Methodology and Data
- Models used: U-Net (Deep Learning Convolutional Neural Network), Locally Weighted Scatterplot Smoothing (LOWESS) regression.
- Data sources:
- Meteorological Data:
- Daily precipitation: Daily Quadrilateral Weather Data of Brazil (BR-DWGD) (0.1 degree x 0.1 degree resolution).
- Air temperature at 2 meters, wind speed at 10 meters, relative humidity at 2 meters: ERA5-Land reanalysis (0.1 degree x 0.1 degree resolution).
- Soil Moisture Data:
- Level-4 Soil Moisture Active and Passive (SMAP) product (9 kilometer spatial resolution, 3-hour temporal resolution). Used as the target variable (ground truth).
- Meteorological Data:
Main Results
- The U-Net model demonstrated strong agreement with SMAP Level-4 observations, achieving spatial correlations exceeding 0.6, Root Mean Square Deviation (RMSD) values below 0.04 cubic meters per cubic meter, and Nash–Sutcliffe Efficiency (NSE) values greater than 0.5 across most of the domain, particularly in the northern NEB.
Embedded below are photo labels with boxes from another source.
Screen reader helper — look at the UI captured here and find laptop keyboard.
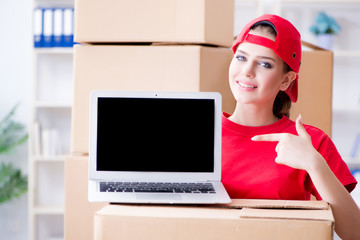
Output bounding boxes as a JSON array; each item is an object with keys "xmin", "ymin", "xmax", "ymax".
[{"xmin": 100, "ymin": 182, "xmax": 216, "ymax": 194}]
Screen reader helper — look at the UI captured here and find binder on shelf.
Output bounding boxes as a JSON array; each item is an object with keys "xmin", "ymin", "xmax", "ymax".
[
  {"xmin": 64, "ymin": 8, "xmax": 74, "ymax": 47},
  {"xmin": 54, "ymin": 8, "xmax": 64, "ymax": 47},
  {"xmin": 33, "ymin": 8, "xmax": 44, "ymax": 48},
  {"xmin": 43, "ymin": 8, "xmax": 54, "ymax": 47},
  {"xmin": 33, "ymin": 7, "xmax": 74, "ymax": 48}
]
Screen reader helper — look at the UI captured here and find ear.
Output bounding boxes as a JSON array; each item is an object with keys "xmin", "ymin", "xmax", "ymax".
[{"xmin": 280, "ymin": 71, "xmax": 297, "ymax": 91}]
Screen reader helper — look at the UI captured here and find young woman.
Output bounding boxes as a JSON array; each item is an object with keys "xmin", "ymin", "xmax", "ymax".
[{"xmin": 222, "ymin": 15, "xmax": 360, "ymax": 239}]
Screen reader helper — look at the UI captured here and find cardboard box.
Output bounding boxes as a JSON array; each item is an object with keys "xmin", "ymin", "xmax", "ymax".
[
  {"xmin": 94, "ymin": 200, "xmax": 334, "ymax": 240},
  {"xmin": 64, "ymin": 156, "xmax": 107, "ymax": 240},
  {"xmin": 290, "ymin": 42, "xmax": 333, "ymax": 136},
  {"xmin": 71, "ymin": 45, "xmax": 235, "ymax": 153},
  {"xmin": 74, "ymin": 0, "xmax": 234, "ymax": 47}
]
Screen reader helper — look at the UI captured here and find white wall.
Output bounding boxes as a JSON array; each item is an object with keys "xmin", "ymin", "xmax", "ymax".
[{"xmin": 0, "ymin": 0, "xmax": 32, "ymax": 240}]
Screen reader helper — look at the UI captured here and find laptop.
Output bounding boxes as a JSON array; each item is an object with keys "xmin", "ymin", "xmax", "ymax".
[{"xmin": 88, "ymin": 90, "xmax": 231, "ymax": 204}]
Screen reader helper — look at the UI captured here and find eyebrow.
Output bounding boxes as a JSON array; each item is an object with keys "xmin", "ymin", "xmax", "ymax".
[{"xmin": 236, "ymin": 49, "xmax": 276, "ymax": 62}]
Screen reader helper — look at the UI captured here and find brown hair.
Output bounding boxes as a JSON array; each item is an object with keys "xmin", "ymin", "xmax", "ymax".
[{"xmin": 251, "ymin": 22, "xmax": 292, "ymax": 118}]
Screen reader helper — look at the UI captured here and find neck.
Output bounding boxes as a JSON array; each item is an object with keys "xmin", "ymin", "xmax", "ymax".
[{"xmin": 229, "ymin": 104, "xmax": 279, "ymax": 127}]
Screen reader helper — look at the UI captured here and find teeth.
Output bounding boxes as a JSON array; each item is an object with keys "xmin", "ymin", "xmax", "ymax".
[{"xmin": 239, "ymin": 82, "xmax": 256, "ymax": 88}]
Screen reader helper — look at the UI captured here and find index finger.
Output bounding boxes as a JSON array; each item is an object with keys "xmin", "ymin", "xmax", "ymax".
[{"xmin": 251, "ymin": 133, "xmax": 284, "ymax": 142}]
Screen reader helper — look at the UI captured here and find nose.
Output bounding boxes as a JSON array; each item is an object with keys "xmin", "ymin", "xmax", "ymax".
[{"xmin": 241, "ymin": 61, "xmax": 255, "ymax": 78}]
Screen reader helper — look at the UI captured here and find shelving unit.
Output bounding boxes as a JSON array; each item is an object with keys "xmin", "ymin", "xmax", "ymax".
[
  {"xmin": 274, "ymin": 0, "xmax": 360, "ymax": 170},
  {"xmin": 29, "ymin": 0, "xmax": 74, "ymax": 240}
]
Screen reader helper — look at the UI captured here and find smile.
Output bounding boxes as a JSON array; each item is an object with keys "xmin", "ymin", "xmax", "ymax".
[{"xmin": 238, "ymin": 82, "xmax": 257, "ymax": 88}]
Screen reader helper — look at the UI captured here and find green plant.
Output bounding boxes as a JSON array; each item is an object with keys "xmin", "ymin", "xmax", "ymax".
[
  {"xmin": 0, "ymin": 105, "xmax": 28, "ymax": 203},
  {"xmin": 310, "ymin": 12, "xmax": 341, "ymax": 35}
]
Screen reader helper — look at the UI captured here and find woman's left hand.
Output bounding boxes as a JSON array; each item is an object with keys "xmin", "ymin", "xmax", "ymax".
[{"xmin": 251, "ymin": 115, "xmax": 322, "ymax": 172}]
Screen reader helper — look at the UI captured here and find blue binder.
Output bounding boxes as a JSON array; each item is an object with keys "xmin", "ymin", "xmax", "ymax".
[
  {"xmin": 43, "ymin": 8, "xmax": 54, "ymax": 47},
  {"xmin": 64, "ymin": 8, "xmax": 74, "ymax": 47},
  {"xmin": 53, "ymin": 8, "xmax": 64, "ymax": 47},
  {"xmin": 33, "ymin": 8, "xmax": 44, "ymax": 48}
]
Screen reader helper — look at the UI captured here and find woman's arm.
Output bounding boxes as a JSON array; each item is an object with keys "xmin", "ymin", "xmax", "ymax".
[{"xmin": 252, "ymin": 116, "xmax": 360, "ymax": 240}]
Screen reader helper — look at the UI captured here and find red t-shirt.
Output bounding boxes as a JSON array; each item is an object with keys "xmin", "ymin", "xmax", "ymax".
[{"xmin": 222, "ymin": 113, "xmax": 357, "ymax": 200}]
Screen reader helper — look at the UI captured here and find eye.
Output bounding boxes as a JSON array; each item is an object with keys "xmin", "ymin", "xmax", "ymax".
[
  {"xmin": 258, "ymin": 62, "xmax": 272, "ymax": 69},
  {"xmin": 235, "ymin": 55, "xmax": 246, "ymax": 62}
]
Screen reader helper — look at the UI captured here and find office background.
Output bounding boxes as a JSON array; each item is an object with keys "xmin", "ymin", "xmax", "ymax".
[{"xmin": 0, "ymin": 0, "xmax": 32, "ymax": 240}]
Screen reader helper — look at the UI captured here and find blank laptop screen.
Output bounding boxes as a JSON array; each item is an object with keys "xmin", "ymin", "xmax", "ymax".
[{"xmin": 96, "ymin": 97, "xmax": 215, "ymax": 172}]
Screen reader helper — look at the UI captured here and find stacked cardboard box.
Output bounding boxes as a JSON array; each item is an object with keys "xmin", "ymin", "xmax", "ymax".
[
  {"xmin": 65, "ymin": 0, "xmax": 333, "ymax": 240},
  {"xmin": 65, "ymin": 0, "xmax": 235, "ymax": 240}
]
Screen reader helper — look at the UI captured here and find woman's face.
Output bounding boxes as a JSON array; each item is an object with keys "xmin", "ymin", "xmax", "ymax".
[{"xmin": 229, "ymin": 31, "xmax": 288, "ymax": 106}]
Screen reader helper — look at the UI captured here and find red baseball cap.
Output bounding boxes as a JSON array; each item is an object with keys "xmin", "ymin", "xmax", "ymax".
[{"xmin": 232, "ymin": 14, "xmax": 301, "ymax": 102}]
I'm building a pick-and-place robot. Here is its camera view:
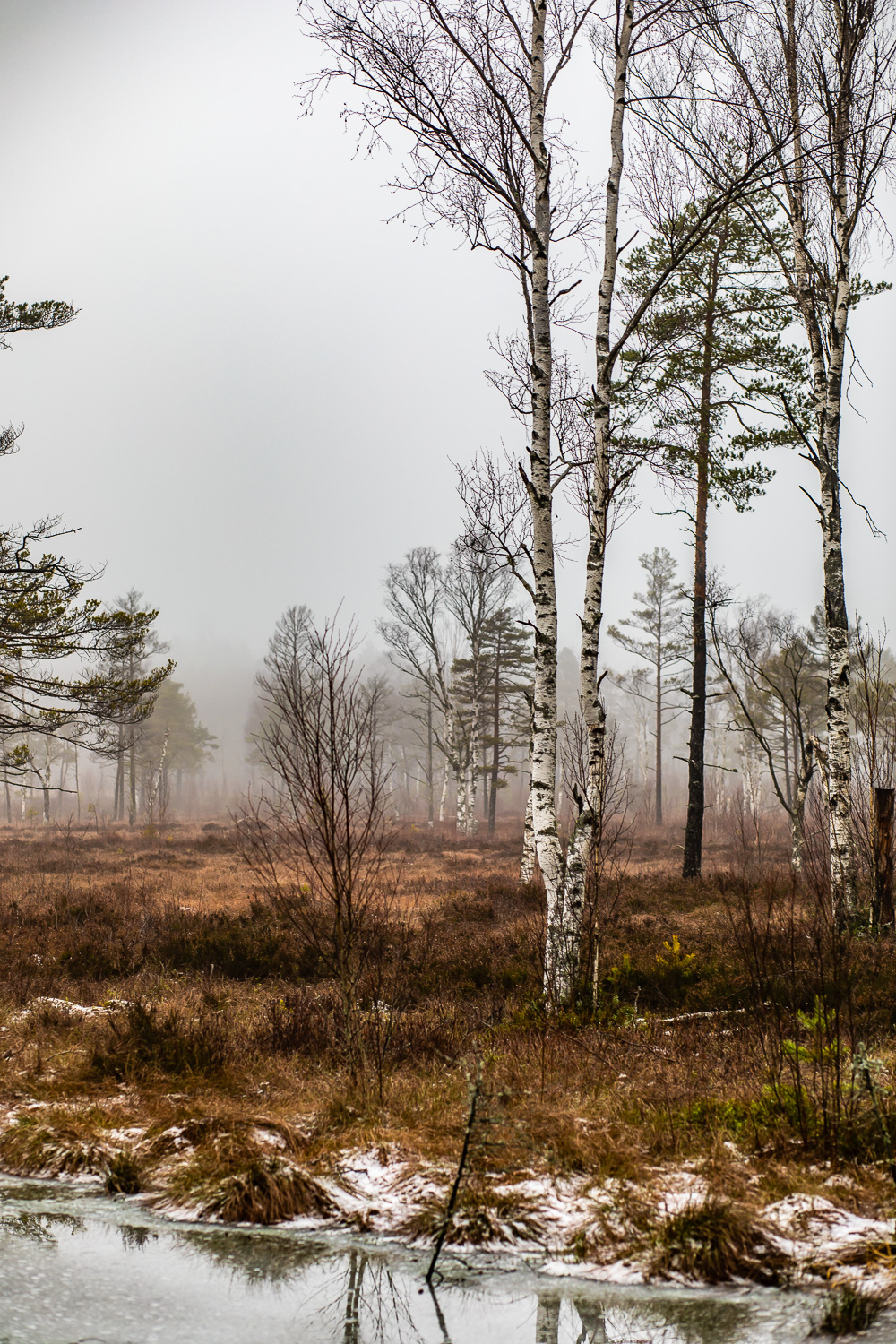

- Flash drought events were identified by a rapid soil moisture decline from the 40th to the 20th percentile within four pentads (20 days).
- The model accurately reproduced the observed spatial and temporal variability of flash drought frequency and duration, which were strongly influenced by ENSO and Atlantic Sea Surface Temperature anomalies.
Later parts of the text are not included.